Das Theater hatte, wie der Droschkenkutscher in radebrechendem Deutsch erzählte, der sogenannten Wolfsschlucht (Ulvedale) seine Entstehung und seinen Platz zu verdanken, da sich hier die Natur zur Errichtung eines solchen Musentempels besonders gut eignete.

Da am Vormittag nicht gespielt wurde (die Aufführungen begannen erst um sechs Uhr nachmittags), ließen sie sich vom Pförtner herumführen.

Der Hintergrund der breitangelegten Bühne verlief unter den hohen Baumkronen.
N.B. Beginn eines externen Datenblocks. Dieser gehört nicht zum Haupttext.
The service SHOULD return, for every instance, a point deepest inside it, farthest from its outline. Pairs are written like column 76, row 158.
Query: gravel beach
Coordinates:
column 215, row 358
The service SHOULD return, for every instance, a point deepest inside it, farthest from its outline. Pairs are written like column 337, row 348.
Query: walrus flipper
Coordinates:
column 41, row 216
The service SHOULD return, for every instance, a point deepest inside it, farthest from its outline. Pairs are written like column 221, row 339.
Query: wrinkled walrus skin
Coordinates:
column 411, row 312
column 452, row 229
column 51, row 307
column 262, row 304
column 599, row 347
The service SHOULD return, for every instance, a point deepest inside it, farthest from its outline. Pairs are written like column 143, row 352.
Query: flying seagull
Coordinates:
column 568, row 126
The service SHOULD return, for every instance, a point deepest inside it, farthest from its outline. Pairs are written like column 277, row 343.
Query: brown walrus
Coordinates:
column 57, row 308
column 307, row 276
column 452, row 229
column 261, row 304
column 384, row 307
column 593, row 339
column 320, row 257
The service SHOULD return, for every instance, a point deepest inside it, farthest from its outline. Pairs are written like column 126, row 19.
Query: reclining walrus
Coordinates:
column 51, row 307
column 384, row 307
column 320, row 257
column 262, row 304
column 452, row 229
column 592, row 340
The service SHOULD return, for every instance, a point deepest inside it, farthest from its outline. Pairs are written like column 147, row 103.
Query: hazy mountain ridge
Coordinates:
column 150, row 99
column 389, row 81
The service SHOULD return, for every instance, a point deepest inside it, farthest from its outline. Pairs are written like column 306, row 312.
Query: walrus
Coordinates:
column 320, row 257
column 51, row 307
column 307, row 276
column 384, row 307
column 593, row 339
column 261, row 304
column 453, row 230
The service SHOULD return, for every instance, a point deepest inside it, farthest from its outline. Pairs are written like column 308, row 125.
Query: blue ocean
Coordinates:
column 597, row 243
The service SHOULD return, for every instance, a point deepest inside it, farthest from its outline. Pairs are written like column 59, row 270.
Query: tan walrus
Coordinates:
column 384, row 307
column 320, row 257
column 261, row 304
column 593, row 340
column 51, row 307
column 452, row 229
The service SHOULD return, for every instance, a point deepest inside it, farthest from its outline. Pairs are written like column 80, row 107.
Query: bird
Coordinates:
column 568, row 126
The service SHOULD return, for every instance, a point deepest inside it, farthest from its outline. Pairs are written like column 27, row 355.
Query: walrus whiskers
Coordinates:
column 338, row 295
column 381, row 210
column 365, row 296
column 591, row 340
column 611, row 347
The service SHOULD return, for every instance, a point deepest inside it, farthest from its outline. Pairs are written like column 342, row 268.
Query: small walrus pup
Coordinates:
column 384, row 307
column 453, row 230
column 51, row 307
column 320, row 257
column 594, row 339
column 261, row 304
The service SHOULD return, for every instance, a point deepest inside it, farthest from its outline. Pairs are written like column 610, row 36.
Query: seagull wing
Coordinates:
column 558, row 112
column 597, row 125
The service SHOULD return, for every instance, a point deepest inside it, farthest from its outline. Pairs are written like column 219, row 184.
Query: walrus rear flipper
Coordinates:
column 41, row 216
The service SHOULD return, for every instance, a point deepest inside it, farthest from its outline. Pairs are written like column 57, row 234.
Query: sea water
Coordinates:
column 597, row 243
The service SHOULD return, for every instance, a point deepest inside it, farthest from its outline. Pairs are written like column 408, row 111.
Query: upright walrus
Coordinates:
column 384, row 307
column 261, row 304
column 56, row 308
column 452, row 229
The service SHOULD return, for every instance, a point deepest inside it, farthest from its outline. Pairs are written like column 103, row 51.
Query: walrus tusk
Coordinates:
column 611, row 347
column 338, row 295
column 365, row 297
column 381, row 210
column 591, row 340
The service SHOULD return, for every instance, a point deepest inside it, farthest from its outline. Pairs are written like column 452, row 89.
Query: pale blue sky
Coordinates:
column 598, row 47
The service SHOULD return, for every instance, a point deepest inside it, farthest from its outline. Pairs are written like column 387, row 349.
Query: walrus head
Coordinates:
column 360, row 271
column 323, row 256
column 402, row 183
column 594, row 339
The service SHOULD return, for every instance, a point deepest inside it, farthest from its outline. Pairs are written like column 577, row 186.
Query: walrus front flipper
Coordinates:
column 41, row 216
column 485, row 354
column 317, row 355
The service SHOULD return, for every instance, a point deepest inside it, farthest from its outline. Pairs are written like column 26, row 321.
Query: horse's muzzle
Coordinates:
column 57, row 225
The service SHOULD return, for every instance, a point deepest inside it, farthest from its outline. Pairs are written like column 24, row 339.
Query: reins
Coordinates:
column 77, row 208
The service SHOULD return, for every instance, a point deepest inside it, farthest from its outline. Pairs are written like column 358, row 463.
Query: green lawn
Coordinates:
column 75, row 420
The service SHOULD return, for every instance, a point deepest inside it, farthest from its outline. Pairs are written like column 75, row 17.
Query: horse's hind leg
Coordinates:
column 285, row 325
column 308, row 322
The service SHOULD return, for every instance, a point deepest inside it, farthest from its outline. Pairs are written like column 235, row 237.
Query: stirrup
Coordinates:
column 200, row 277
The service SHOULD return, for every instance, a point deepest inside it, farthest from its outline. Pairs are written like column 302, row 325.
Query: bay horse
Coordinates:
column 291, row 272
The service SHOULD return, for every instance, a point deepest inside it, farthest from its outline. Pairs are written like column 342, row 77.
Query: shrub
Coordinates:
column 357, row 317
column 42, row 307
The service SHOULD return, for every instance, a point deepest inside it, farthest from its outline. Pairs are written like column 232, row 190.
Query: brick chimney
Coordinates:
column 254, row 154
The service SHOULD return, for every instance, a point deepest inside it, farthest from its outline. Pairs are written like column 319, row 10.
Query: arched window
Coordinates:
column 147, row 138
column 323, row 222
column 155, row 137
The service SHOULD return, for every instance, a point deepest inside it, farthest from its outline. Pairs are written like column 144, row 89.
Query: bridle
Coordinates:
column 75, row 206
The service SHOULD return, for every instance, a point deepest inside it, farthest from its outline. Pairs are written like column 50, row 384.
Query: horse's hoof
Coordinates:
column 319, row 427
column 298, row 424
Dekorationen waren hier überhaupt nicht in die Landschaft gestellt; der Bühnenleiter schien also an die Phantasie seines Publikums recht starke Ansprüche zu stellen!

Fast viertausend Sitzplätze, von denen nur die ersten beiden Reihen reserviert, die andern jedoch, zu einem geringen Einheitspreise abgegeben wurden, erhoben sich in leichtem Aufstieg vor dieser größten Bühne Dänemarks.

Die am Eingang klebenden Plakate besagten, daß hier augenblicklich Ludwig Holbergs lustige Komödien, die Eduard meist gut aus der Lektüre kannte, den Spielplan beherrschten.

Für Frau Paula und Irene war das Betreten dieses Bühnenbodens etwas Neues, Interessantes, und unwillig folgten sie dem Päppe, der fortwährend zur Weiterfahrt drängte.

Er wollte den Seinen den malerisch gelegenen Badeort der Dänen nicht vorenthalten: Klampenborg, das idyllische Seebad Kopenhagens.